Congratulations are in order for @Gizmo who became an uncle again at 3:40 this morning and to @HappyCamper on becoming a daddy for the second time

Reactions: Like 3 | Winner 1


----------



## Silver (1/6/14)

Wow - amazing - 
Congrats @Gizmo and @HappyCamper !

Reactions: Like 1


----------



## Gazzacpt (1/6/14)

Congrats!

Reactions: Like 1


----------



## capetocuba (1/6/14)

Awesomeness and congratulations!

Reactions: Like 1


----------



## BumbleBee (1/6/14)

I was wondering why you guys were so quiet....

* Congratulations!*

Reactions: Like 1


----------



## Rob Fisher (1/6/14)

Congrats guys! Happy times!

Reactions: Like 1


----------



## Tristan (1/6/14)

Congrats @HappyCamper and @ Gizmo!! Blessings they are, true story!

Sent from my GT-I9300 using Tapatalk

Reactions: Like 1


----------



## soonkia (1/6/14)

Does that make @Stroodlepuff a new aunt? 

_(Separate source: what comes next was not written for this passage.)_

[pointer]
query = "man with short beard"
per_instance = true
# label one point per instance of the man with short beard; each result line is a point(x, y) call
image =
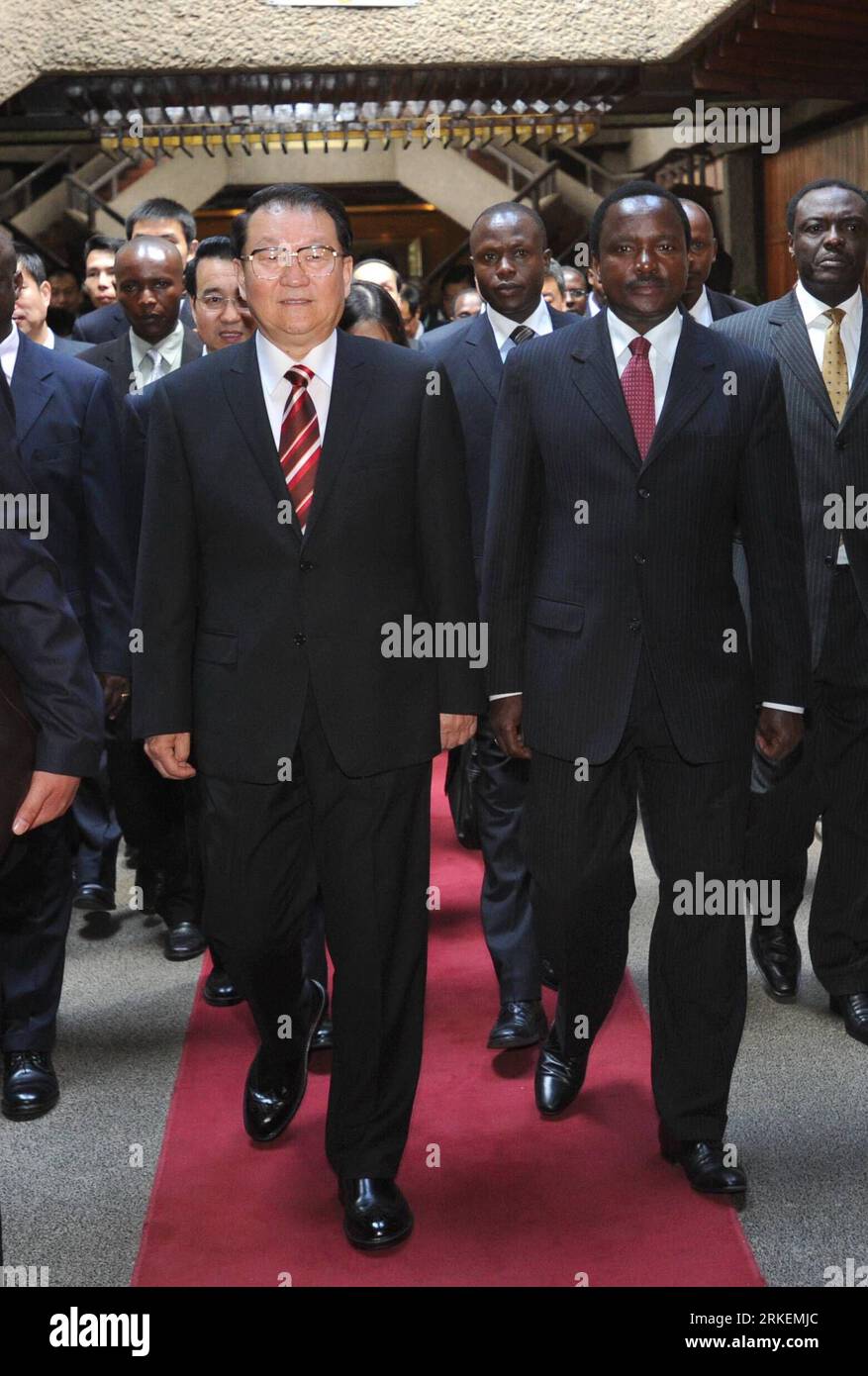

Congrats to the new addition 

Sent from my SM-G900H using Tapatalk

Reactions: Like 1


----------



## crack2483 (1/6/14)

Congratulations @HappyCamper. Not sure how happy your campings going to be each night for a while but enjoy the little blessings while they small, they really do grow up too fast.

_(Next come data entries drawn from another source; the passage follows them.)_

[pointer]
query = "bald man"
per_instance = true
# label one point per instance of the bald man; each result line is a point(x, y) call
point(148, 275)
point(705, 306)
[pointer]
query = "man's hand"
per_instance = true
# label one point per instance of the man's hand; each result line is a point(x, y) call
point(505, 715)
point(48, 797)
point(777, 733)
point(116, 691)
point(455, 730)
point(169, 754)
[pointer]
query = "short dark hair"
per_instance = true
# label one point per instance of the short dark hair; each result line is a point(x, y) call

Sent from my SM-N9005 using Tapatalk

Reactions: Like 1


----------



## Zuzu88 (1/6/14)

Congrats guys! 

Sent from my GT-I9500 using Tapatalk

Reactions: Like 1


----------



## ET (1/6/14)

congrats @HappyCamper , @Gizmo and @Stroodlepuff

Reactions: Like 1


----------



## BhavZ (1/6/14)

Congrats Guys!

Reactions: Like 1


----------



## Zegee (1/6/14)

congrats

sent from my reonautical cloud machine

Reactions: Like 1


----------



## johan (1/6/14)

Congratilations @HappyCamper

Reactions: Like 1


----------



## annemarievdh (1/6/14)

Congratulations @HappyCamper on your new bundle of joy. 

and

@Gizmo and @Stroodlepuff, spoil that little one rotten!!

Reactions: Like 1


----------



## Chop007 (1/6/14)

Wow, congratulations @HappyCamper and @Gizmo, you are truly Blessed.

Reactions: Like 1


----------



## Silverbear (1/6/14)

Congratulations @Gizmo and @HappyCamper

Reactions: Like 1


----------



## Stroodlepuff (1/6/14)

Ayden Pleass  Newest member of the VK Family  (Hopefully not until he's 20 though  )

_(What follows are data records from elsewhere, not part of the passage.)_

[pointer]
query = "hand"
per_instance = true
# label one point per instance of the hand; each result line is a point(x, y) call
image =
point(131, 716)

Reactions: Like 4 | Winner 3


----------



## annemarievdh (1/6/14)

Aaaaawwwww... to sweet

Reactions: Like 1


----------



## Yiannaki (1/6/14)

Congrats!

Sent from my SM-N9005 using Tapatalk

Reactions: Like 1


----------



## Die Kriek (2/6/14)

Congrats @Gizmo and @HappyCamper.

Reactions: Like 1


----------



## Metal Liz (2/6/14)

congrats guys on the newest VapeKing family member

Reactions: Like 1


----------



## Gizmo (2/6/14)

Thanks guys

Reactions: Like 1


----------



## HappyCamper (5/6/14)

Thank you all for the good wishes

Reactions: Like 4 | Funny 5


----------



## Riaz (5/6/14)

congrats guys!


----------



## ET (5/6/14)

Stroodlepuff said:


> Ayden Pleass  Newest member of the VK Family  (Hopefully not until he's 20 though  )
> View attachment 5696



can be maybe also get a "nunu" like?


----------